Why Sorting Feels Random

I dug into how LSP handles completion sorting and found three main issues:

1. Alphabetical by default

Most language servers fall back to alphabetical sorting when no sortText is provided. That’s why __class__ appears before init.

2. No usage tracking

LSP doesn’t track which completions you actually select. The protocol has no mechanism for learning from user behavior.

3. Static heuristics

Some servers use static heuristics based on item type (methods before variables, for example), but these don’t account for your specific usage patterns.

┌─────────────────────────────────────────────┐
│ LSP Sorting Options │
├─────────────────────────────────────────────┤
│ 1. sortText field (optional) │
│ 2. Alphabetical (default fallback) │
│ 3. Kind-based ranking (some servers) │
│ 4. Usage frequency (rarely implemented)│
└─────────────────────────────────────────────┘

A Reddit user captured this frustration:

“It feels quite absurd that basic intelligence like this is lacking from the majority of programs” - 40 points

The Solution: Hash Table Lookup

I created a simple solution: a hash table of commonly used prefixes.

prefix_ranking.py
# Common Python prefixes ranked by actual usage
COMMON_PREFIXES = {
'self.': {
'__init__': 100,
'name': 95,
'value': 90,
'data': 85,
'id': 80,
# ... more common attributes
},
'os.': {
'path': 100,
'environ': 95,
'getcwd': 90,
'listdir': 85,
'remove': 80,
# ... more common functions
},
'json.': {
'loads': 100,
'dumps': 95,
'load': 90,
'dump': 85,
},
'np.': { # NumPy shortcuts
'array': 100,
'zeros': 95,
'ones': 90,
'mean': 85,
},
}
def rank_completion(prefix: str, completion: str) -> int:
"""Return ranking score for a completion item."""
if prefix not in COMMON_PREFIXES:
return 0
return COMMON_PREFIXES[prefix].get(completion, 0)
def sort_completions(prefix: str, items: list[str]) -> list[str]:
"""Sort completions by usage frequency."""
# Sort by rank (descending), then alphabetically
return sorted(items, key=lambda x: (-rank_completion(prefix, x), x))

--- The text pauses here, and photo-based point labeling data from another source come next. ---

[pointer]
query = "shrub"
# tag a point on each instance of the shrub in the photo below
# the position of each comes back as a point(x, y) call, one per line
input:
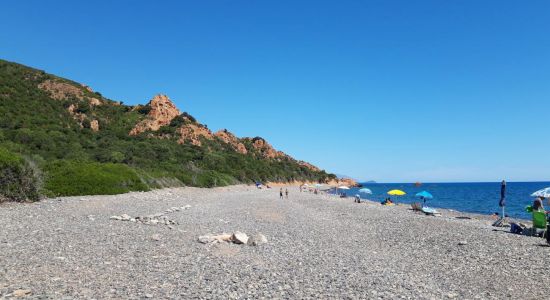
point(19, 179)
point(71, 178)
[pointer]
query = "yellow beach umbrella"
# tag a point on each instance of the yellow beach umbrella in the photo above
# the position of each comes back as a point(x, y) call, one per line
point(396, 193)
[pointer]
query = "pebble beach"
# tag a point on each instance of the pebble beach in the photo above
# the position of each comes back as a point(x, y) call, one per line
point(146, 245)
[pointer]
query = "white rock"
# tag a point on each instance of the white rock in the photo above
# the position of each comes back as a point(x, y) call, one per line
point(257, 239)
point(239, 238)
point(21, 293)
point(206, 239)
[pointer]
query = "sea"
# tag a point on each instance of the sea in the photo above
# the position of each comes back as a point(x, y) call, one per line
point(476, 197)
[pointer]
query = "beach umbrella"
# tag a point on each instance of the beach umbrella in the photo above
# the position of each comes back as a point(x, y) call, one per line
point(545, 193)
point(396, 193)
point(365, 191)
point(424, 195)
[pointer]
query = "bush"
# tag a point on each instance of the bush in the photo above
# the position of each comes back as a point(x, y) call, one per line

This approach has clear advantages:

┌─────────────────────────────────────────────┐
│ Hash Table vs AI-based Sorting │
├─────────────────────────────────────────────┤
│ Hash Table: │
│ - O(1) lookup time │
│ - Predictable behavior │
│ - Easy to debug and modify │
│ - No CPU overhead │
│ - Handles known patterns well │
├─────────────────────────────────────────────┤
│ AI-based: │
│ - Slower inference │
│ - CPU-intensive │
│ - Black box behavior │
│ - Better for unknown patterns │
│ - Higher maintenance cost │
└─────────────────────────────────────────────┘

How LSP Completion Actually Works

Let me show you how completion items flow through the LSP protocol:

┌──────────────┐ ┌──────────────┐ ┌──────────────┐
│ VSCode │────▶│ LSP Client │────▶│ Language │
│ (Editor) │ │ (Bridge) │ │ Server │
└──────────────┘ └──────────────┘ └──────────────┘
│ │ │
│ textDocument/ │ │
│ completion │ │
│ ───────────────────────────────────────▶
│ │ │
│ │ CompletionItem[] │
│ ◀───────────────────────────────────────
│ │ │
│ Editor applies │ │
│ client-side │ │
│ sorting/filtering │ │
│ │ │

The client (VSCode) requests completions from the language server. The server returns a list of CompletionItem objects. Then the client applies its own sorting.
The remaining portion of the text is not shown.